Los
reencuentros llevan inevitablemente a la seguridad de que el recuerdo se va a
hacer vida. Y eso es lo que pasa con tres viejas amigas que volverán a
coincidir en el entierro de una cuarta que ha dejado bien claro que deben
cumplir con un último viaje para bailar de una vez en la discoteca de Dios. En
el camino, sin duda, habrá un buen puñado de discordias, de abrazos con lo
inesperado, de risas olvidadas, de situaciones ridículas, de retrasos
injustificados y de, tal vez, encontrar cuál es el verdadero significado de una
vida que han dejado aparcada en alguna curva.
Serán sólo cinco días.
Más que suficientes como para recordar aquellos pasos de baile en los que la
diversión era la pareja, o para ligar un poco para que las arrugas parezcan
menos dolorosas, o para darse de bruces con una realidad que estaba muy lejos
de los sueños de juventud porque, al fin y al cabo, soñar no cuesta nada y hay
momentos en los que se hace muy necesario, por mucho que se huya.

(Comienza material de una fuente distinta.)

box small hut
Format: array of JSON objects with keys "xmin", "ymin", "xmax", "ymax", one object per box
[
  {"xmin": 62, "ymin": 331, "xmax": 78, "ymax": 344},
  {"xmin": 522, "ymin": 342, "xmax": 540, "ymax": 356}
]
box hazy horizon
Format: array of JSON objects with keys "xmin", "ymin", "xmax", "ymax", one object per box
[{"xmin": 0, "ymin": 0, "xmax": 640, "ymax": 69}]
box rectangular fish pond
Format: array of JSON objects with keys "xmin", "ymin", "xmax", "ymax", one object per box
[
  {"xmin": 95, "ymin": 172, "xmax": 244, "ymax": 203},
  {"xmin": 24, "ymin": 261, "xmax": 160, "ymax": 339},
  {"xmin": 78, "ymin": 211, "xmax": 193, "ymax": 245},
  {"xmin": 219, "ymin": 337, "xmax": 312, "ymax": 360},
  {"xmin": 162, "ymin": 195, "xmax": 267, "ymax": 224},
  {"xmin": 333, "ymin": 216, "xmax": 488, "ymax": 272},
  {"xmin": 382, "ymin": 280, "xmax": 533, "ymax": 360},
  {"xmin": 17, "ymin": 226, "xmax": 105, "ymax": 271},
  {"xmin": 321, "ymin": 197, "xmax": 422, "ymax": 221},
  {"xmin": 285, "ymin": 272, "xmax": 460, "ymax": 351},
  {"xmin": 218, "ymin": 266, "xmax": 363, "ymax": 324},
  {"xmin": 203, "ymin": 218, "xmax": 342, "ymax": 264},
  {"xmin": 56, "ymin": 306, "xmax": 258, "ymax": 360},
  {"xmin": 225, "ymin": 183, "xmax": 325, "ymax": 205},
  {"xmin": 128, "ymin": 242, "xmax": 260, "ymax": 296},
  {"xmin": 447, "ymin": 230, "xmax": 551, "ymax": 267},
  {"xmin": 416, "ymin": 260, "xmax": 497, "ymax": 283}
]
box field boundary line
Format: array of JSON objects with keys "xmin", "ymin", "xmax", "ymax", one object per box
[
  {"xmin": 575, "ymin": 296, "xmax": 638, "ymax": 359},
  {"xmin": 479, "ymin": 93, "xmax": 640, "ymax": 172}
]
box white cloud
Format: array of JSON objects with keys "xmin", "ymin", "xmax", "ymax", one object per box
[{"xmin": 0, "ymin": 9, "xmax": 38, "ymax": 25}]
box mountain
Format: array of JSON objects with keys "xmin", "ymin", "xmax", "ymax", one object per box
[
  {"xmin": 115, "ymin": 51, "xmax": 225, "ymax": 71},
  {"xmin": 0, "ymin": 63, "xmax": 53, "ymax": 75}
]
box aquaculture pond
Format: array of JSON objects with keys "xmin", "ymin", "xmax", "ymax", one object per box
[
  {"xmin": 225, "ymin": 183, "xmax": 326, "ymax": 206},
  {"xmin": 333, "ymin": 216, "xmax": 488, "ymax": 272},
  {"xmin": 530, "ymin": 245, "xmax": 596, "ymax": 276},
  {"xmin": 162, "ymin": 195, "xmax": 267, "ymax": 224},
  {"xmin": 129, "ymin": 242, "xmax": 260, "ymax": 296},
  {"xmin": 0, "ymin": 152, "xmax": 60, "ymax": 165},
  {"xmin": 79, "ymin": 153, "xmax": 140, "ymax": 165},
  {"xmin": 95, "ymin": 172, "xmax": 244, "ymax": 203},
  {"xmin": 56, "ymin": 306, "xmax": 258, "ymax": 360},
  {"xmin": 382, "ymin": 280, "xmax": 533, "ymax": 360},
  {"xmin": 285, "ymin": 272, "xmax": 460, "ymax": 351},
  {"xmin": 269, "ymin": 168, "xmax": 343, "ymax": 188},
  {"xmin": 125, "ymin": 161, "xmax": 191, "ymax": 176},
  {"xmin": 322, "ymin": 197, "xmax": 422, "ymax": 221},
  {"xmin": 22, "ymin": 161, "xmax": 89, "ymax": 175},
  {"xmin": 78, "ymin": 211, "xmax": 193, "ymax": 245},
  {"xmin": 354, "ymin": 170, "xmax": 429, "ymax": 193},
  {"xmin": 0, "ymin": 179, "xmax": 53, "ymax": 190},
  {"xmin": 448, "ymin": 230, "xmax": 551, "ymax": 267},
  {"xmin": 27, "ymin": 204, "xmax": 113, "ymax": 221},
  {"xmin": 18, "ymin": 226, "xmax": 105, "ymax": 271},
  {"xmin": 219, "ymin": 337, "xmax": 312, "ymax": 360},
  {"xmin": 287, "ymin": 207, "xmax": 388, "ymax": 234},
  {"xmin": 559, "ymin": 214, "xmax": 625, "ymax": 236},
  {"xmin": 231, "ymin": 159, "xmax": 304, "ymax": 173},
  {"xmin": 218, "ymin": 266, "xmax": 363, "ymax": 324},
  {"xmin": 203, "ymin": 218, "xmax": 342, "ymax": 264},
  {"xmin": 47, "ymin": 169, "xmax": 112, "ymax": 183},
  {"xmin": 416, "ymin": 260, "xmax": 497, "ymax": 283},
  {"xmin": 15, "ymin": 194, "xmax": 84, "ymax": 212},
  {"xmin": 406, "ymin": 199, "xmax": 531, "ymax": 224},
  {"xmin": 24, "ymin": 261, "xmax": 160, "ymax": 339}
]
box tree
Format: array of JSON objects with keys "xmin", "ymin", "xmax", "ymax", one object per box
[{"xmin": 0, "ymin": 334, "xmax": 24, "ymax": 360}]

Francia y
España esperan a estas chicas de rumbos diferentes e inquietudes similares. Y,
por supuesto, la sonrisa dominará las millas de recorrido, con alguna que otra
parada en enlaces imposibles, relojes impíos, llamadas inoportunas y tontunas
aquilatadas.
Se deja ver con agrado,
sin llegar a ningún sitio, esta incursión dentro de la pista de baile que Dios
prepara con las luces de fantasía de la catedral de Palma. Con alguna que otra
secuencia que llega a ser tan ridícula como increíble, la directora televisiva
Jules Williamson dirige sin complicaciones una historia que oscila entre la
menopausia, la indecisión y el regreso, con mención especial hacia Kelly
Preston en su última aparición en el cine. Más allá de eso, la película se
detiene en los consabidos clichés de probada funcionalidad que muestran
paisajes demasiado verdes, olores saturados de madera, tiempos detenidos y
romances de relámpago en el que queda de manifiesto, de nuevo y una vez más,
que, por mucho tiempo que pase, Franco Nero sigue siendo un actor tan limitado
como inútil.
Así que, con el mapa en la mano, vamos de visita hacia las inquietudes de unas cuantas cincuentonas que intentan revivir la etapa más feliz de sus vidas. Algo que se presenta como aceptablemente lógico porque todos queremos volver a probar esos bocados especiales que nos ha brindado el destino en aquellos lugares en los que se presentaron. La única diferencia es que, con el tiempo, hay más decepciones, más desengaños, más equipaje en la mochila y mucha menos inmediatez. Es el encanto de la penúltima etapa. Es la capacidad de superar todo lo que oprime a estas mujeres de probado valor, cintura escurridiza y recursos inacabables. Todo con tal de dar un último homenaje a la primera que se ha ido y dar entrada a alguien más en el club del futuro incierto. Por otro lado, ya se sabe, el encanto de la campiña italiana como desvío inesperado, París y su dictadura de maneras, Barcelona y una travesía más y la luz de Palma de Mallorca para quedarse con la seguridad de que, a pesar de todo, el mundo aún guarda algo de color entre el recuerdo, la pena y la satisfacción. Sin más alcance. Sin más ambición. Con el mar lamiendo la orilla y el sol escondiéndose entre las miradas, sabiendo que esta vez puede ser la definitiva. Los demás, los que nos acercamos a ver algo que nos haga sonreír, sólo podemos aprender y mirar. El resto es ceniza.